I believe I built just a bit more than needed before I started writing, giving myself a bit of room to create some elements on the fly as I wrote the story. As I wrote, I noted what elements I built in the moment or which needed to be expanded on.

If you’re just getting started, I’d recommend building just enough to get you started. This will help you to resist the urge to info-dump unneeded information just because you’d worked so hard on it. After the book is complete, feel free to build out some more, but be careful not to go back to insert anything that’s extraneous.

On the other hand, a careful sprinkling of detail and worldbuilding across the story can do a lot to help the world feel vast and lived in. One of the primary feelings you’re trying to evoke in SFF stories is a sense of wonder. Giving the reader this feeling is important. Too little, and the story feels as though its world is shallow. Too much, and the story will feel either like an encyclopedia entry, or worse, the story’s momentum will stall.

5.- The concept of dragons here is quite original, how did you imagine them?

Writing about dragons is a tricky thing these days.
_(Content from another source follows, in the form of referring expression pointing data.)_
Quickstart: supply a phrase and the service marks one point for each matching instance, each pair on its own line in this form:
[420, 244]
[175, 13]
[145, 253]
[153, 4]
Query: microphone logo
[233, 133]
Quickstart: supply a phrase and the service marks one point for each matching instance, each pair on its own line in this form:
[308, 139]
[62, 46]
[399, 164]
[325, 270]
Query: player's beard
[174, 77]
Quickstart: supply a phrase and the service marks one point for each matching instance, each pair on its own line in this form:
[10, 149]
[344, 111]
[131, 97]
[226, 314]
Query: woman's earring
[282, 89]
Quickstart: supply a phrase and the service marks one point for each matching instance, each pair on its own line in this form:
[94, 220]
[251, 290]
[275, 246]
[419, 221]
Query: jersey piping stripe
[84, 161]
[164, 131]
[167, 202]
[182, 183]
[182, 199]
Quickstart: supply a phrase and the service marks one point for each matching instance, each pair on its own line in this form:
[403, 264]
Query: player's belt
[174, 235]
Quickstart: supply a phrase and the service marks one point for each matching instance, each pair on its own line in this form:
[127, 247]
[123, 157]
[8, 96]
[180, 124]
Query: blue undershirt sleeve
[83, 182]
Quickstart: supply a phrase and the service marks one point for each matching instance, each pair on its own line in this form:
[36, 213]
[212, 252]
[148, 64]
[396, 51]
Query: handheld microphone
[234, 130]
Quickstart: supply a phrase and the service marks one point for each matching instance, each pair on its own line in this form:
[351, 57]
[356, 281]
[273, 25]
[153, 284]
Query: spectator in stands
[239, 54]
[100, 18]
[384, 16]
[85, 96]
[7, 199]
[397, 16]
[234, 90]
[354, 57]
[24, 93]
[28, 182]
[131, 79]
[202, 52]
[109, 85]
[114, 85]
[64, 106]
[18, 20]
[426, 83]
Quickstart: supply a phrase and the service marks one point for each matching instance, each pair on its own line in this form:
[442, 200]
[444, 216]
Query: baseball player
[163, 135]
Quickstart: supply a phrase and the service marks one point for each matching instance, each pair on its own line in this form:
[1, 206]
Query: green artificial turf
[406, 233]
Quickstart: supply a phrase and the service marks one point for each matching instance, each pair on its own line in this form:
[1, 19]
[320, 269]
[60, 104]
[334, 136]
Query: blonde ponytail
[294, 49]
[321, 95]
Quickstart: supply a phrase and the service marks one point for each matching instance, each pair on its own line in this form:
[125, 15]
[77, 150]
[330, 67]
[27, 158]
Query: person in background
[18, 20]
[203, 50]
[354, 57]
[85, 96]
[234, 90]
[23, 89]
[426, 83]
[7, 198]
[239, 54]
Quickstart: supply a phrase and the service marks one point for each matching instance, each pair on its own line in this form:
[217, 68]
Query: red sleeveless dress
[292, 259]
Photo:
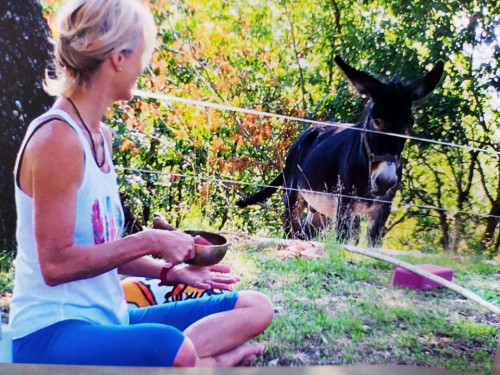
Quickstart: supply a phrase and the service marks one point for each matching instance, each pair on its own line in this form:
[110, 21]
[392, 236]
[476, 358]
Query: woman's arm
[216, 276]
[52, 172]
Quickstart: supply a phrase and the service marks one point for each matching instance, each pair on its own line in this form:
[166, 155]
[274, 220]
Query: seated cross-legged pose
[68, 306]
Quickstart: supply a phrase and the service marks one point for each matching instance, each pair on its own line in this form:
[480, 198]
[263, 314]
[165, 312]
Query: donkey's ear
[363, 82]
[424, 85]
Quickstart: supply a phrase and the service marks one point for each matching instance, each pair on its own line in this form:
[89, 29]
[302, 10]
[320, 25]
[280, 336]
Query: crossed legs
[218, 340]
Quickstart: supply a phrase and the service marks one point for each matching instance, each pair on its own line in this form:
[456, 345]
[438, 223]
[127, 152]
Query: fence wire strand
[334, 195]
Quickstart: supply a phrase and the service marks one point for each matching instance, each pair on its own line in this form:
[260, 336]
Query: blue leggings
[153, 337]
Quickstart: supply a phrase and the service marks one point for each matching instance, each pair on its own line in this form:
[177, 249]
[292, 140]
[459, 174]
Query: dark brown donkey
[344, 172]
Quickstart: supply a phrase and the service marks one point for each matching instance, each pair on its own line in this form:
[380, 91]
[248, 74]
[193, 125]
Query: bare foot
[241, 356]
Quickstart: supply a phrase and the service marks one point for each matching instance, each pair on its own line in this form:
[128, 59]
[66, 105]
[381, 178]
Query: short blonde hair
[92, 30]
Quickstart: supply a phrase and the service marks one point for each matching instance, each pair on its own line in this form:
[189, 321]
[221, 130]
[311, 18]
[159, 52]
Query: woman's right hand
[173, 246]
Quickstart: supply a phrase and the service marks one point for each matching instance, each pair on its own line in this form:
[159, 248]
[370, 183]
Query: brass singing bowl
[207, 255]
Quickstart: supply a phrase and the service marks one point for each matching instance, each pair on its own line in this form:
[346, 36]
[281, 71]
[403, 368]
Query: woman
[68, 306]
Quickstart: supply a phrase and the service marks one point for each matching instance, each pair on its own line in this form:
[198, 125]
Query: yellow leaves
[181, 133]
[217, 144]
[127, 144]
[191, 89]
[213, 118]
[205, 190]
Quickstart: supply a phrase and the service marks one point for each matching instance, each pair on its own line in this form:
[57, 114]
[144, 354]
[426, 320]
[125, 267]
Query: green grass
[342, 310]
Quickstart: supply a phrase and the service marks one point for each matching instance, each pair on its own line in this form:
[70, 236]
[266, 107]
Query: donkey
[341, 173]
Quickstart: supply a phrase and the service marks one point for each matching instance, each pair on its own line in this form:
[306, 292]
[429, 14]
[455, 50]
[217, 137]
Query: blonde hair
[92, 30]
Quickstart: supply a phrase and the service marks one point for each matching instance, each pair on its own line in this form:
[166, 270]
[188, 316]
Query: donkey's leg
[294, 206]
[356, 228]
[314, 223]
[344, 219]
[376, 222]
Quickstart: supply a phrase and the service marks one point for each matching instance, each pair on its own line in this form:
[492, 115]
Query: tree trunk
[25, 52]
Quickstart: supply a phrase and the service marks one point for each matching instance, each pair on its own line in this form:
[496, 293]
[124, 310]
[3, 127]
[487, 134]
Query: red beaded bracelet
[163, 273]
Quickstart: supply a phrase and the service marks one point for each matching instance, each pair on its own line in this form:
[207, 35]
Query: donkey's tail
[263, 194]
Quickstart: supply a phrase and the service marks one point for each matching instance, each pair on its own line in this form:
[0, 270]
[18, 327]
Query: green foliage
[277, 56]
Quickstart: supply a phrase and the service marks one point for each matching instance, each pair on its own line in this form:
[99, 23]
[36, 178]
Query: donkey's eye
[378, 124]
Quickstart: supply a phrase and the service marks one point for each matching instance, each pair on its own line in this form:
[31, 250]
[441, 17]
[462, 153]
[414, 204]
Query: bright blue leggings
[153, 337]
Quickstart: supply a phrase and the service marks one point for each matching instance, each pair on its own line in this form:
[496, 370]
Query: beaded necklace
[94, 151]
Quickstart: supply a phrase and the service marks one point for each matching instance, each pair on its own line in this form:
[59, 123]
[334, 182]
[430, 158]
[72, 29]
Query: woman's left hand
[210, 277]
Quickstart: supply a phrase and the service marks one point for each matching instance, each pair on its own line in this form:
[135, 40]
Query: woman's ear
[117, 60]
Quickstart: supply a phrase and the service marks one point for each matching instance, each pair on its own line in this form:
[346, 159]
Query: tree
[25, 51]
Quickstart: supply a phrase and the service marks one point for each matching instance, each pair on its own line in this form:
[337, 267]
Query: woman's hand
[173, 246]
[210, 277]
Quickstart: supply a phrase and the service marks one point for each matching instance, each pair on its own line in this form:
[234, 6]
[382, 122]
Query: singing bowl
[206, 255]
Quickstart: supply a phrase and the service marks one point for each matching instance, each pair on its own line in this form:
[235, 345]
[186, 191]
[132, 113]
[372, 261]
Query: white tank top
[99, 219]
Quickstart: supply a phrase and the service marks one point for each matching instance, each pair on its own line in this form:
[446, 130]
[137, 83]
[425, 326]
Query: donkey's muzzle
[384, 177]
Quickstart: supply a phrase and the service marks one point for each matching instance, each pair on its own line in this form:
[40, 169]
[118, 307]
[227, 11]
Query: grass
[341, 309]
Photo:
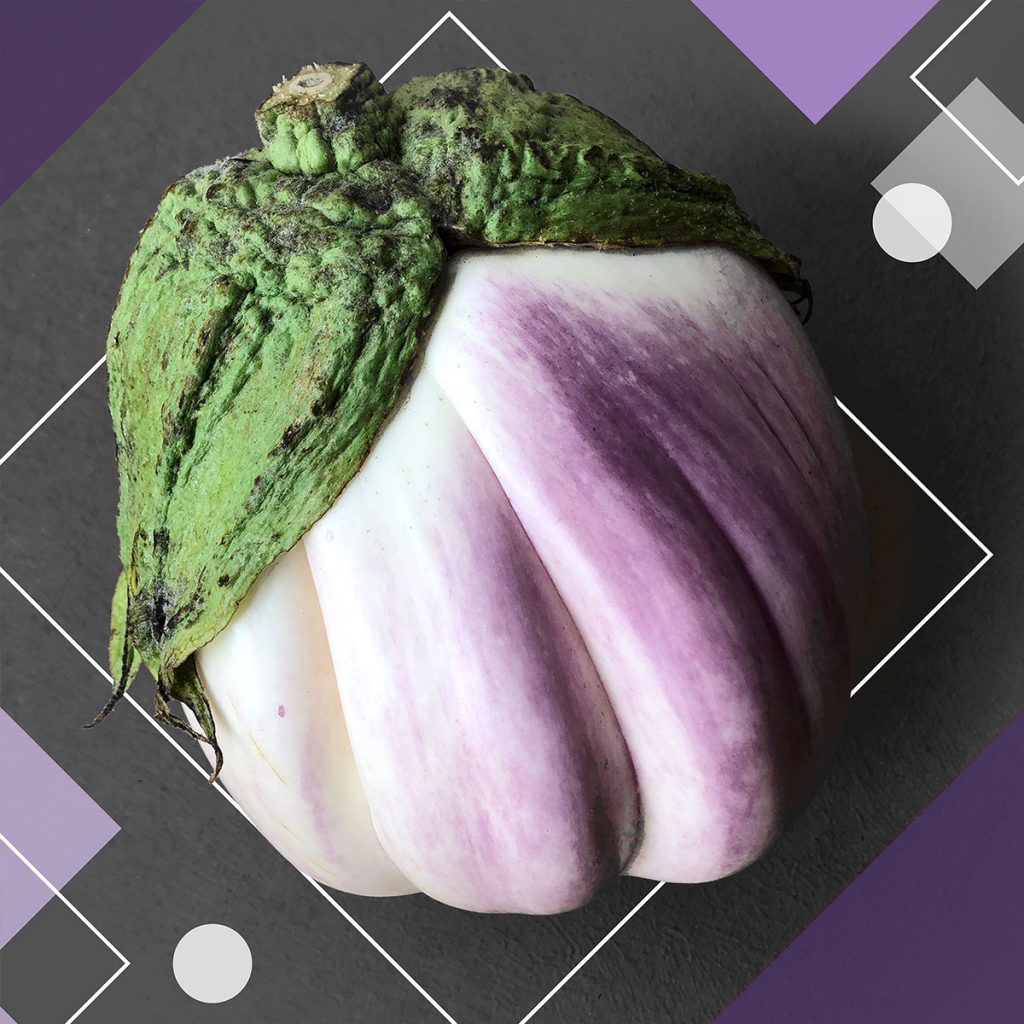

On one hand, they’re one of our most beloved fantasy creatures. On the other hand, they’ve been done so frequently that they can feel tired when the author doesn’t have something new to add to their lore, and that lore has been explored so many times that it’s difficult to find your own space. In this story, I wanted to create something familiar but had a distinctive flavor. I knew that if I could do that, I could give the reader a sense of wonder with an element that could easily feel mundane at this point.

Their imagining started with looking at how they’d been depicted in many stories that had come before me, then I took some of those ideas and flipped them on their head. What if the dragons weren’t old things, but new? What if the characteristics normally associated with dragons were different or even the opposite? How do I combine all of that with the world I’ve built? Those questions led to how I envisioned the dragons in The Continua Chronicles.

6.- Strangers in the Promised Land is published at the end of October, what can you tell us about it?

The story comes in at a much shorter page count that The Seventh Cadence, but it’s still a fantastic little story. It follows two of the characters from the first novel on a side quest that occurs between Books 1 and 2. It’s tense and suspenseful and gives the reader more information about what’s going on than any of the characters have on their own, which adds a different approach to enjoyment compared to the first novel.

7.- Could you talk to us a little bit more about why you decided to publish with Emergent Realms?

Emergent Realms is an indie publishing house that I built with another author/editor for us to release our books with. We recently added another author to the team, and we’d love to work with more authors as we are prepared to take on new projects. If you’re interested in working with us, shoot us a line. It’s like self-publishing but with many more of the perks of having a traditional deal when it comes to cost.

8.- Which authors would you say are your biggest influences?

Robert Jordan, Margaret Weis & Tracy Hickman, Brandon Sanderson, Becky Chambers, and Frank Herbert are all easy to point to as influences.

9.- What can we expect from Jim Wilbourne in the future?

More books, the occasional rock/metal song, and whatever else my wife lets me get away with.

10.- Is there somebody you would like to shout out for helping you or for being a support to you?

Andrew’s Wizardly Reads and Dominish Books on YouTube were both big parts of helping my book get in front of a lot of people who were willing to give me a shot.

Debzi Overstreet (@the_bookwyrms_bookshelf), Chelsea Semonco (@jupiterdropsco), Alex (@alexbetweenpages), Aniko (@bookaholicqueen), and Alyssa (@nerdynursereads) have been a fantastic help over on Instagram.

And on Twitter, John (@J0hnADouglas) has been ride-or-die level supportive to me and many other up-and-coming indie authors.

My editors and beta readers also deserve a shoutout as well.